Abstract

Abstract In 2016, the Centers for Medicare & Medicaid Services (CMS) implemented the Service Intensity Add-on (SIA) payment for the Medicare Hospice Benefit. The SIA incentivizes direct patient care by registered nurses and medical social workers during the last seven days of life through additional payments to hospices. We examined 100% of Fee-for-Service Medicare hospice claims in Fiscal Year 2020 to determine whether SIA utilization varies by patient and hospice characteristics. Using hospice level fixed-effects regression, we examine the associations between SIA utilization and various beneficiary and hospice characteristics.
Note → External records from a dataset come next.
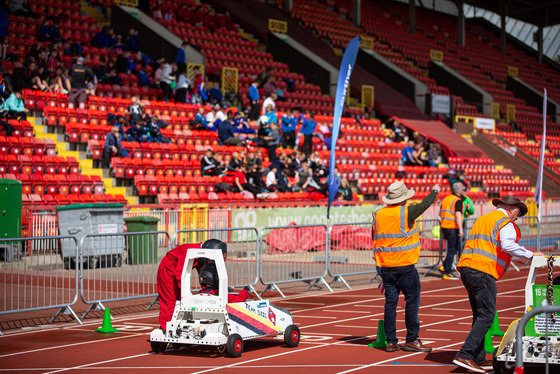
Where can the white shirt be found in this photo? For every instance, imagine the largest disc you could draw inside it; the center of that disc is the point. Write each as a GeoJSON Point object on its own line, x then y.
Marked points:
{"type": "Point", "coordinates": [507, 238]}
{"type": "Point", "coordinates": [270, 178]}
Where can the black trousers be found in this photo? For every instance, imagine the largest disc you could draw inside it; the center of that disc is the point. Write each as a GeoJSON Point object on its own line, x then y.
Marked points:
{"type": "Point", "coordinates": [482, 291]}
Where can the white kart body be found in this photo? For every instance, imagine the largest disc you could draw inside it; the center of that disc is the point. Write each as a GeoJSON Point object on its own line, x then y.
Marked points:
{"type": "Point", "coordinates": [207, 319]}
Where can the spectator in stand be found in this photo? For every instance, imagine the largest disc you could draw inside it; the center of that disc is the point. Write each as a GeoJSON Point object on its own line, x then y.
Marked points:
{"type": "Point", "coordinates": [198, 83]}
{"type": "Point", "coordinates": [182, 89]}
{"type": "Point", "coordinates": [112, 147]}
{"type": "Point", "coordinates": [103, 38]}
{"type": "Point", "coordinates": [254, 178]}
{"type": "Point", "coordinates": [181, 57]}
{"type": "Point", "coordinates": [167, 76]}
{"type": "Point", "coordinates": [215, 117]}
{"type": "Point", "coordinates": [144, 79]}
{"type": "Point", "coordinates": [34, 78]}
{"type": "Point", "coordinates": [271, 115]}
{"type": "Point", "coordinates": [253, 160]}
{"type": "Point", "coordinates": [289, 123]}
{"type": "Point", "coordinates": [272, 141]}
{"type": "Point", "coordinates": [60, 82]}
{"type": "Point", "coordinates": [241, 182]}
{"type": "Point", "coordinates": [134, 110]}
{"type": "Point", "coordinates": [272, 182]}
{"type": "Point", "coordinates": [408, 155]}
{"type": "Point", "coordinates": [307, 129]}
{"type": "Point", "coordinates": [269, 101]}
{"type": "Point", "coordinates": [211, 166]}
{"type": "Point", "coordinates": [137, 132]}
{"type": "Point", "coordinates": [235, 162]}
{"type": "Point", "coordinates": [79, 77]}
{"type": "Point", "coordinates": [240, 124]}
{"type": "Point", "coordinates": [14, 107]}
{"type": "Point", "coordinates": [199, 121]}
{"type": "Point", "coordinates": [226, 134]}
{"type": "Point", "coordinates": [345, 190]}
{"type": "Point", "coordinates": [21, 8]}
{"type": "Point", "coordinates": [123, 62]}
{"type": "Point", "coordinates": [216, 96]}
{"type": "Point", "coordinates": [254, 97]}
{"type": "Point", "coordinates": [132, 40]}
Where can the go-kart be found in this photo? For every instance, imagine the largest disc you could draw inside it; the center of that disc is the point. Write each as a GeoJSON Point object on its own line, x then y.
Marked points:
{"type": "Point", "coordinates": [206, 319]}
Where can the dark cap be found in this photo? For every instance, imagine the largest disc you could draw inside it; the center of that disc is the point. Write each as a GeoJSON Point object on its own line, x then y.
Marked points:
{"type": "Point", "coordinates": [512, 200]}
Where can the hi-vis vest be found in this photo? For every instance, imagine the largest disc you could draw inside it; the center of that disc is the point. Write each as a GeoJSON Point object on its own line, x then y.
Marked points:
{"type": "Point", "coordinates": [448, 212]}
{"type": "Point", "coordinates": [483, 249]}
{"type": "Point", "coordinates": [394, 243]}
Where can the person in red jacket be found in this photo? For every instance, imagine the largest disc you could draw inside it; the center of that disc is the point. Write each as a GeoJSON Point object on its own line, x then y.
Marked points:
{"type": "Point", "coordinates": [210, 283]}
{"type": "Point", "coordinates": [169, 275]}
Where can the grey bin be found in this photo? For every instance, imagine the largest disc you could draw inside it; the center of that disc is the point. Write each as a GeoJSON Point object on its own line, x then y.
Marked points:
{"type": "Point", "coordinates": [80, 220]}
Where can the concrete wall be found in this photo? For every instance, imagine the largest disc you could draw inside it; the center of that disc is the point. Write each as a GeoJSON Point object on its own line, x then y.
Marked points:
{"type": "Point", "coordinates": [303, 61]}
{"type": "Point", "coordinates": [394, 76]}
{"type": "Point", "coordinates": [461, 86]}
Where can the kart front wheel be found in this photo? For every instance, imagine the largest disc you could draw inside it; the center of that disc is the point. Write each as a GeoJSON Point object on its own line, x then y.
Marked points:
{"type": "Point", "coordinates": [235, 345]}
{"type": "Point", "coordinates": [291, 336]}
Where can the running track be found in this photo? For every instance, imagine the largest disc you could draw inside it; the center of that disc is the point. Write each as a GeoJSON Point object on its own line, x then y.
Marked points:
{"type": "Point", "coordinates": [335, 327]}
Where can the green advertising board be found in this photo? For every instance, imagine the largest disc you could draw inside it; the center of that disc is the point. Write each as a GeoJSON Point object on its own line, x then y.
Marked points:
{"type": "Point", "coordinates": [537, 325]}
{"type": "Point", "coordinates": [260, 218]}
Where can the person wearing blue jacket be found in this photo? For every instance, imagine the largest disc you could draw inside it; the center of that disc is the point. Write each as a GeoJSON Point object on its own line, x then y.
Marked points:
{"type": "Point", "coordinates": [289, 122]}
{"type": "Point", "coordinates": [307, 129]}
{"type": "Point", "coordinates": [254, 97]}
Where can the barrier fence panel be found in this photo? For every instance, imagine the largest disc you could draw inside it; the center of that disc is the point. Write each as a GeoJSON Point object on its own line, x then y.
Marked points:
{"type": "Point", "coordinates": [293, 253]}
{"type": "Point", "coordinates": [350, 251]}
{"type": "Point", "coordinates": [35, 276]}
{"type": "Point", "coordinates": [243, 254]}
{"type": "Point", "coordinates": [120, 266]}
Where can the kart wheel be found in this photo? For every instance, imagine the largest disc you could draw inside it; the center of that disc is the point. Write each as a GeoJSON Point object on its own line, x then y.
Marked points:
{"type": "Point", "coordinates": [158, 347]}
{"type": "Point", "coordinates": [291, 336]}
{"type": "Point", "coordinates": [235, 345]}
{"type": "Point", "coordinates": [498, 366]}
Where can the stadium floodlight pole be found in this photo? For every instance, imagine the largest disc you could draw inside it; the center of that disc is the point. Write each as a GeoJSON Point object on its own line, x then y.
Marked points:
{"type": "Point", "coordinates": [342, 87]}
{"type": "Point", "coordinates": [538, 187]}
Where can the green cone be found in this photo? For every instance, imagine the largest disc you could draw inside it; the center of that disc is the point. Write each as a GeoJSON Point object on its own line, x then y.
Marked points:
{"type": "Point", "coordinates": [107, 327]}
{"type": "Point", "coordinates": [381, 339]}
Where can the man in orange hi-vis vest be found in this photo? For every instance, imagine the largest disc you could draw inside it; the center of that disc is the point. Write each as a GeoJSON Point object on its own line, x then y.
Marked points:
{"type": "Point", "coordinates": [488, 251]}
{"type": "Point", "coordinates": [451, 214]}
{"type": "Point", "coordinates": [396, 250]}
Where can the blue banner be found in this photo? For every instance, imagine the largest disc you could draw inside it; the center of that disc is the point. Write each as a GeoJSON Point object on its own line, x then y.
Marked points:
{"type": "Point", "coordinates": [341, 89]}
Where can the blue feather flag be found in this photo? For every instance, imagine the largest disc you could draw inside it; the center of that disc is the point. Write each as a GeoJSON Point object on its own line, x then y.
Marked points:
{"type": "Point", "coordinates": [344, 74]}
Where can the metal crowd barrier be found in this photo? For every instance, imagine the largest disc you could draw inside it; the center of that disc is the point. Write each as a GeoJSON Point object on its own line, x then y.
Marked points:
{"type": "Point", "coordinates": [243, 254]}
{"type": "Point", "coordinates": [349, 251]}
{"type": "Point", "coordinates": [34, 275]}
{"type": "Point", "coordinates": [121, 266]}
{"type": "Point", "coordinates": [293, 253]}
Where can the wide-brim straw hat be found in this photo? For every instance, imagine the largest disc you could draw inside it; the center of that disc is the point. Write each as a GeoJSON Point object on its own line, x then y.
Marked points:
{"type": "Point", "coordinates": [512, 200]}
{"type": "Point", "coordinates": [397, 193]}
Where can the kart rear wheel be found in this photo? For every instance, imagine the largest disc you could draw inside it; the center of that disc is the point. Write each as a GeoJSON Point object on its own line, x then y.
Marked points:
{"type": "Point", "coordinates": [235, 345]}
{"type": "Point", "coordinates": [158, 347]}
{"type": "Point", "coordinates": [291, 336]}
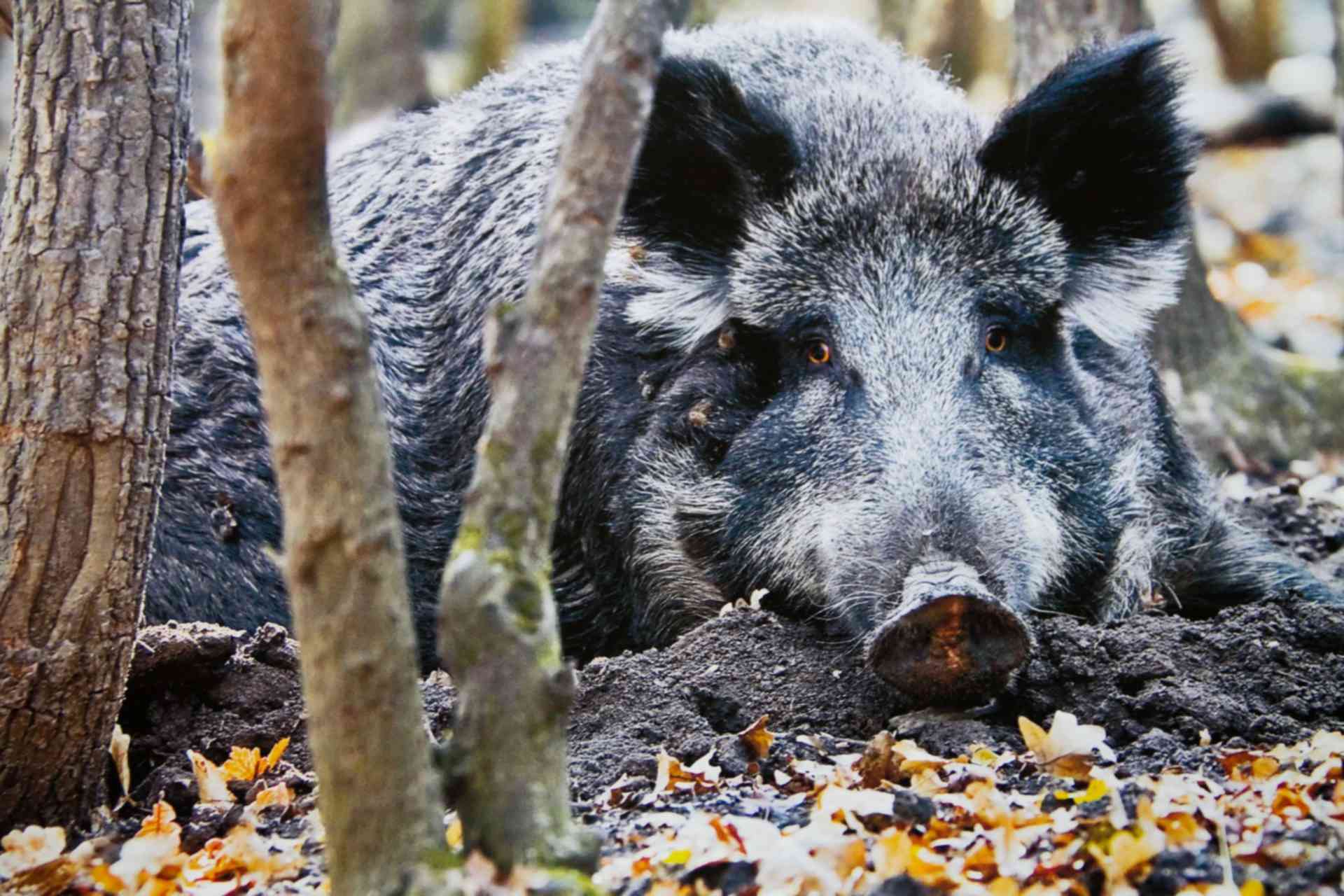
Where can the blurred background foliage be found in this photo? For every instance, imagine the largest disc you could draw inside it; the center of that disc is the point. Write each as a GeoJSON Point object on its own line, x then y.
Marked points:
{"type": "Point", "coordinates": [1262, 90]}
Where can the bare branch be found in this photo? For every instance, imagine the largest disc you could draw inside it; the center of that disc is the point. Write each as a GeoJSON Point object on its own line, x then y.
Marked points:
{"type": "Point", "coordinates": [343, 546]}
{"type": "Point", "coordinates": [496, 590]}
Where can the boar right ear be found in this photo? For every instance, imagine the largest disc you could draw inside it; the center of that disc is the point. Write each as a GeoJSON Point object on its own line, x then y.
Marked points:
{"type": "Point", "coordinates": [710, 156]}
{"type": "Point", "coordinates": [711, 160]}
{"type": "Point", "coordinates": [1100, 144]}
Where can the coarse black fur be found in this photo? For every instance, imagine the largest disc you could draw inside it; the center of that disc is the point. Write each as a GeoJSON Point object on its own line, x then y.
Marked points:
{"type": "Point", "coordinates": [790, 384]}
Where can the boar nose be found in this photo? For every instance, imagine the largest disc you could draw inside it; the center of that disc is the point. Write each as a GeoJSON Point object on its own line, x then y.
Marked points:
{"type": "Point", "coordinates": [949, 641]}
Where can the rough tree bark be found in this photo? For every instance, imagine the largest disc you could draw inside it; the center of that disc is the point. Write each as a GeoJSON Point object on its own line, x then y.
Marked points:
{"type": "Point", "coordinates": [1234, 400]}
{"type": "Point", "coordinates": [498, 622]}
{"type": "Point", "coordinates": [343, 546]}
{"type": "Point", "coordinates": [377, 65]}
{"type": "Point", "coordinates": [496, 26]}
{"type": "Point", "coordinates": [88, 298]}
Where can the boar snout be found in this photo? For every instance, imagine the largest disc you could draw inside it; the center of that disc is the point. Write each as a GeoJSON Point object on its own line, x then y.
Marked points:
{"type": "Point", "coordinates": [949, 641]}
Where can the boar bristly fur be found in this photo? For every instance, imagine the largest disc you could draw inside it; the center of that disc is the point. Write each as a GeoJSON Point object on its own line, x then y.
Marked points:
{"type": "Point", "coordinates": [848, 331]}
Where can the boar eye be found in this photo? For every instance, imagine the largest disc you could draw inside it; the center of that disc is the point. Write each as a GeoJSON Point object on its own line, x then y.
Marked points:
{"type": "Point", "coordinates": [996, 339]}
{"type": "Point", "coordinates": [819, 352]}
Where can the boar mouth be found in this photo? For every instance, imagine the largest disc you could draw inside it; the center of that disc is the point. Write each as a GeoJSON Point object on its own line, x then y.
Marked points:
{"type": "Point", "coordinates": [949, 643]}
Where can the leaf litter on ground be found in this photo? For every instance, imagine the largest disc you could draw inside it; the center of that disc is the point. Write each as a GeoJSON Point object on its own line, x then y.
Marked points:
{"type": "Point", "coordinates": [1054, 818]}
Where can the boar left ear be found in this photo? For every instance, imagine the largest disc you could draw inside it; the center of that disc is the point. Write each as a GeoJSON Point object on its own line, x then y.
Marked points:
{"type": "Point", "coordinates": [1101, 146]}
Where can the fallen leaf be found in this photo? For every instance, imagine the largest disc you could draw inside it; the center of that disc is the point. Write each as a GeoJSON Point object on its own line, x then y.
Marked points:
{"type": "Point", "coordinates": [757, 739]}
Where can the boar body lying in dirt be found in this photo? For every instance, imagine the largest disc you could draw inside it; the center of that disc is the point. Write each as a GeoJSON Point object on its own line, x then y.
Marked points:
{"type": "Point", "coordinates": [855, 347]}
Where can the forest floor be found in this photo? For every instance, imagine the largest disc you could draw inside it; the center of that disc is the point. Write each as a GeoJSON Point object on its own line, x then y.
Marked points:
{"type": "Point", "coordinates": [757, 757]}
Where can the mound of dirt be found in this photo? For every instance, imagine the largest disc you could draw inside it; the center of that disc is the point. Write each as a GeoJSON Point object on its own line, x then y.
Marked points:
{"type": "Point", "coordinates": [1160, 685]}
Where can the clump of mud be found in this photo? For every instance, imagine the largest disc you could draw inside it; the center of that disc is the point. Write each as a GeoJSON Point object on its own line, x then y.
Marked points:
{"type": "Point", "coordinates": [1159, 684]}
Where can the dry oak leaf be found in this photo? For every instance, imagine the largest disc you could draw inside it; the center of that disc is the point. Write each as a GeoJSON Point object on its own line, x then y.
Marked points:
{"type": "Point", "coordinates": [1068, 750]}
{"type": "Point", "coordinates": [210, 780]}
{"type": "Point", "coordinates": [757, 739]}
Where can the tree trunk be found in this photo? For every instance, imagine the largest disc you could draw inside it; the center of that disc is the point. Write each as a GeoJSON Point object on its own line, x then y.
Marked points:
{"type": "Point", "coordinates": [496, 26]}
{"type": "Point", "coordinates": [1233, 400]}
{"type": "Point", "coordinates": [88, 300]}
{"type": "Point", "coordinates": [343, 558]}
{"type": "Point", "coordinates": [1242, 403]}
{"type": "Point", "coordinates": [498, 621]}
{"type": "Point", "coordinates": [377, 65]}
{"type": "Point", "coordinates": [1247, 35]}
{"type": "Point", "coordinates": [1338, 14]}
{"type": "Point", "coordinates": [1050, 30]}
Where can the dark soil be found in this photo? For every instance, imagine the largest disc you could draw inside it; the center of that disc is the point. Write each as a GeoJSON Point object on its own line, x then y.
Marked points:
{"type": "Point", "coordinates": [1159, 684]}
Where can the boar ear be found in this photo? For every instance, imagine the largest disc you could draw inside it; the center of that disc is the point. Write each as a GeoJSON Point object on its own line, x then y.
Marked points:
{"type": "Point", "coordinates": [1101, 146]}
{"type": "Point", "coordinates": [711, 160]}
{"type": "Point", "coordinates": [708, 158]}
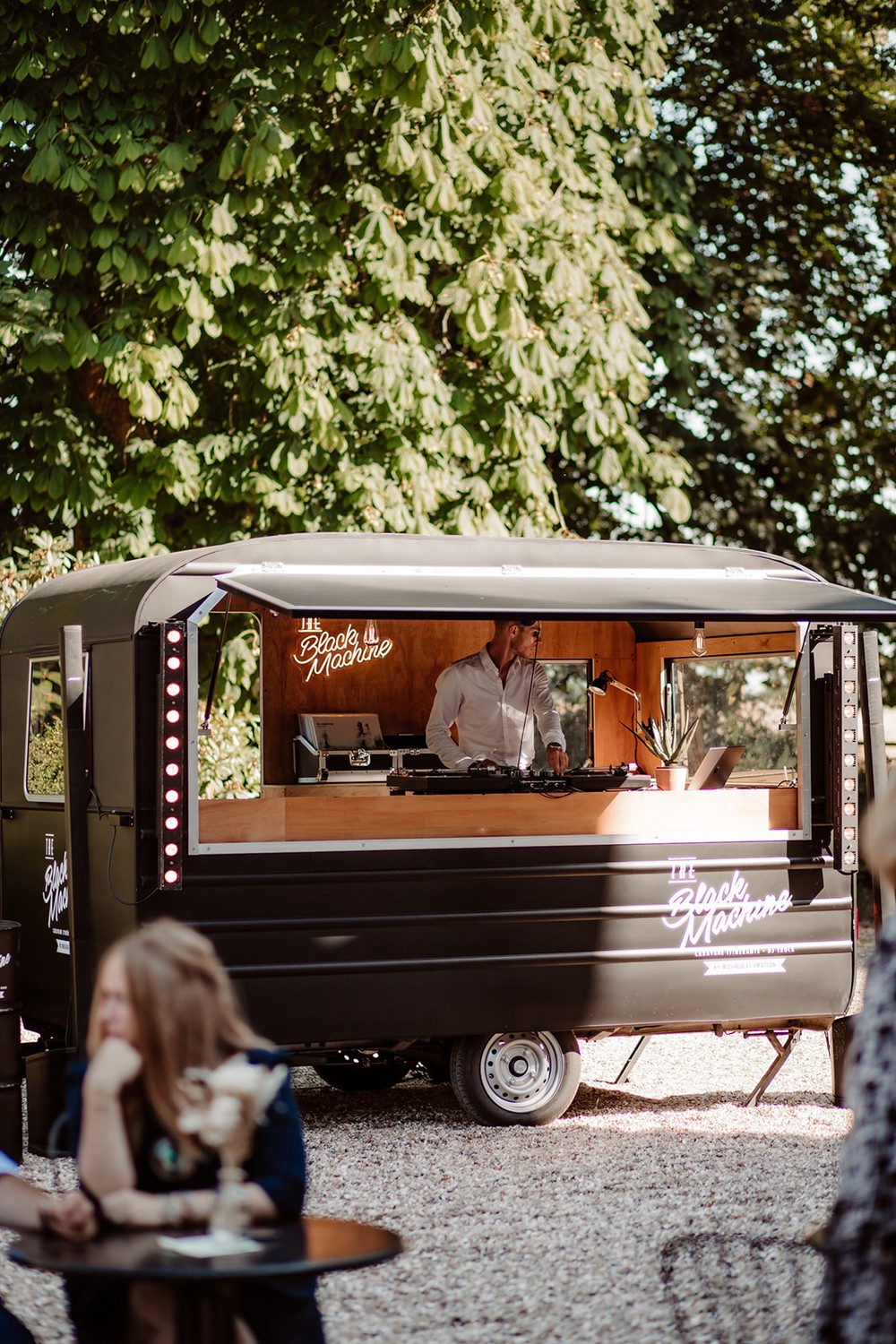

Relative to beneficiaries with cancer as a principal diagnosis, we find that other diagnoses are associated with only a slight reduction in SIA utilization (a reduction between 0.6 and 1.1 percentage points - where the average SIA utilization overall is equal to 85.3%). Those identifying as black had a reduction in SIA of 1.3 percentage points compared to those identifying as white. Compared to a patient dying on a Sunday, a patient’s death on Tuesday through Friday was associated with a higher likelihood of SIA (between 9.7 and 11.6 percentage points more likely) and more SIA minutes (between 29.9 minutes and 36 minutes). All reported results were statistically significant at the 0.1% level. Based on these results, we find that SIA utilization varied by certain characteristics. As a result, CMS should continue to monitor rates of SIA utilization to better understand whether any patient groups appear to be underserved at the end of life.